Here, we seek to identify homeobox genes that were present in the cnidarian-bilaterian ancestor using phylogenetic analysis of homeodomains from bilaterians and cnidarians. Our analysis takes advantage of the curated genomic datasets of the fruit fly
Drosophila melanogaster [
30-
34] and
Homo sapiens [
35,
36] as well as the recently completed rough draft of the sea anemone
Nematostella vectensis, a representative cnidarian (Joint Genome Institute; D Rokhsar, principal investigator).
The phylogenetic analyses presented here reveal the extent to which the homeobox gene superclass had radiated prior to the evolutionary split between Cnidaria and Bilateria. For example, at one extreme, the Cnidaria could have diverged from the Bilateria prior to the origin of the aforementioned homeobox classes (ANTP, PRD, LIM, POU, and so on). If so, then the cnidarian homeobox genes and the bilaterian homeobox genes would constitute independent radiations on the phylogeny (Figure ). This possibility is ruled out by published studies that have identified distinct ANTP, POU, PRD, and SINE homeodomains in the Cnidaria [
5,
17,
37-
45]. Alternatively, the Cnidaria could have diverged from the Bilateria after the origin of the class founder genes (for example, the ancestral ANTP class gene, the ancestral PRD class gene, and so on), but prior to the subsequent radiations of these classes. In this case, the cnidarian and bilaterian class radiations would constitute mutually exclusive monophyletic groups (Figure ). However, if the homeobox classes had undergone extensive radiations prior to the cnidarian-bilaterian divergence, then the same homeobox families would be represented in cnidarian and bilaterian genomes (Figure ). Finally, it might also be the case that some homeobox classes had radiated prior to the cnidarian-bilaterian radiation, while other classes had not (Figure ).
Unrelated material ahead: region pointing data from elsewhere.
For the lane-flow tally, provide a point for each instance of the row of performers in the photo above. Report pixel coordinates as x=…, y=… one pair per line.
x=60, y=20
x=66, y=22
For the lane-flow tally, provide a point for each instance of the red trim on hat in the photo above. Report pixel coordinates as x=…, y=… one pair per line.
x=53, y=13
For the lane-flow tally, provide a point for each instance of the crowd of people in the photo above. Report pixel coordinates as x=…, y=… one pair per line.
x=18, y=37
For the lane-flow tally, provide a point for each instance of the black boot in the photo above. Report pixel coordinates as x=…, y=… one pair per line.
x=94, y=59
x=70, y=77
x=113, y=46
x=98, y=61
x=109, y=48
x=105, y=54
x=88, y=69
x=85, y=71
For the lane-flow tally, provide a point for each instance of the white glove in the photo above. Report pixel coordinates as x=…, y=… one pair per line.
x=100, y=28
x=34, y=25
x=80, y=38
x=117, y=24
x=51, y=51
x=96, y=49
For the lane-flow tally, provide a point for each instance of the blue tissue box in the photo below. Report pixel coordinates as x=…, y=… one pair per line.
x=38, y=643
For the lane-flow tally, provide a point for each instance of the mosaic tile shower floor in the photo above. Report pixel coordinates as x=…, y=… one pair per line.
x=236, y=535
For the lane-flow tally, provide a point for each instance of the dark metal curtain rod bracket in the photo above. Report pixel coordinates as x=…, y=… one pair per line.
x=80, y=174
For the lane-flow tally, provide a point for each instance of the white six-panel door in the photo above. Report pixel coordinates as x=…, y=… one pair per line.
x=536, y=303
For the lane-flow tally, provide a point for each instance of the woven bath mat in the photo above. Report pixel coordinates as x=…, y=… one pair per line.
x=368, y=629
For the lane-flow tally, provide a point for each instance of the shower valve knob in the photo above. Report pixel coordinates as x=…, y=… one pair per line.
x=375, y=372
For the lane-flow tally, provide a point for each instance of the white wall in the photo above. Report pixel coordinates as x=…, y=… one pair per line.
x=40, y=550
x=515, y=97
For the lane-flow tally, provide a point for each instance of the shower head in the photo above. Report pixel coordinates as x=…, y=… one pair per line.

The phylogenetic analyses presented here reveal that the ANTP, PRD, LIM, SINE, and POU classes had radiated extensively prior to the divergence of the Cnidaria and the Bilateria. The HNF class, formerly known only from vertebrates, is also represented in the
Nematostella genome. In addition, we identify a putative CUT class gene in
Nematostella by searching the predicted gene database at StellaBase [
46,
47]. Our analyses fail to identify ZF or PROS homeodomains in
Nematostella. The phylogenetic analyses reveal 56 distinct homeodomain families that appear to be shared by
Nematostella and one or both of the bilaterian taxa.